Tricia Barker, senior public information specialist at the NCSA, said that people use the supercomputer because it can calculate quickly.
“If they were to run [a program] on their own computer or cluster of computers, it might take months or even years,” Barker said. “If they move it to a supercomputer, it could take days or hours.”
Although the grant proposal is still waiting for approval, professors hope to see results this spring.
Professors take research gathered from the Federal Reserve on businesses’ past financial outcomes and decisions, and put it into the program. The computer will take the data and make a prediction on the outcome of certain choices, and professors then compare that with the actual outcome.
“So far the predictions have been accurate,” Krasa said.
The importance of the project not only deals with financial decision-making for businesses, but also with how things can be changed in the future. One major problem over the years has been the fact that different policies have been used to fix the economy, but with little insight as to how they will actually turn out, Villamil said.
“We try something, it doesn’t work.
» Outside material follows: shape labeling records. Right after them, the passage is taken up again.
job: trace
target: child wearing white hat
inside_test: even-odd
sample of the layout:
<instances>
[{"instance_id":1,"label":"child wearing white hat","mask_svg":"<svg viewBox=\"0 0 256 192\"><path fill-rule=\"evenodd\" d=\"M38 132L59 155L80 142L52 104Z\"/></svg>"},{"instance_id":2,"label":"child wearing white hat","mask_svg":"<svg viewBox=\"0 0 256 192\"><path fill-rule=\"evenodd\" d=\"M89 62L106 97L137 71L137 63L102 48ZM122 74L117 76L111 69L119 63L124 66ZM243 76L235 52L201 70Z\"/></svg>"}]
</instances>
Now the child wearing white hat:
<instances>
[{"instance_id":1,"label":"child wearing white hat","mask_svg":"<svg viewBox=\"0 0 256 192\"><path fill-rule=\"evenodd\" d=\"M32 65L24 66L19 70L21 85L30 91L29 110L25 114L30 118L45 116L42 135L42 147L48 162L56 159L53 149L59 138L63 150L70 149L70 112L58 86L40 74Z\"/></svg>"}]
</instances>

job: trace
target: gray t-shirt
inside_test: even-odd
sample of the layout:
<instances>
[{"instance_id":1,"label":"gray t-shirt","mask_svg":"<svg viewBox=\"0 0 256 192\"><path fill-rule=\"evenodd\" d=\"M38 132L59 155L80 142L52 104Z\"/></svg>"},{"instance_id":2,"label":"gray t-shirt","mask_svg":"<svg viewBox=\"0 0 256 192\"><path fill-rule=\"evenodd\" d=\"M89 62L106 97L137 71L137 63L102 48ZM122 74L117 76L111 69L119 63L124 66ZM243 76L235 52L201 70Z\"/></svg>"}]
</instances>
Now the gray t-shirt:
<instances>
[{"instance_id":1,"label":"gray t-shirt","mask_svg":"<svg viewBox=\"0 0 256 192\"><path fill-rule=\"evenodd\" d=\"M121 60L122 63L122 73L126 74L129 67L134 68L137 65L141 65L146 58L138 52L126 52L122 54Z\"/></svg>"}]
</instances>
Then we try something else, and it also doesn’t work,” she added.
The model would allow for less costly experimentation, and actually allow for insight as to which policies would work better in certain situations. Villamil said the model could also help in making policies to help entrepreneurs operate better in the future. Not only that, but various changes in the way businesses are operated and the consequences of such changes can also be analyzed.
Krasa noted that currently, the program is working with smaller-scale data, analyzing a few businesses first before applying larger sets of data. The professors hope to move on to bigger things after making the system as accurate as possible.
“Our goal would be to see what would happen on a national level,” Villamil said.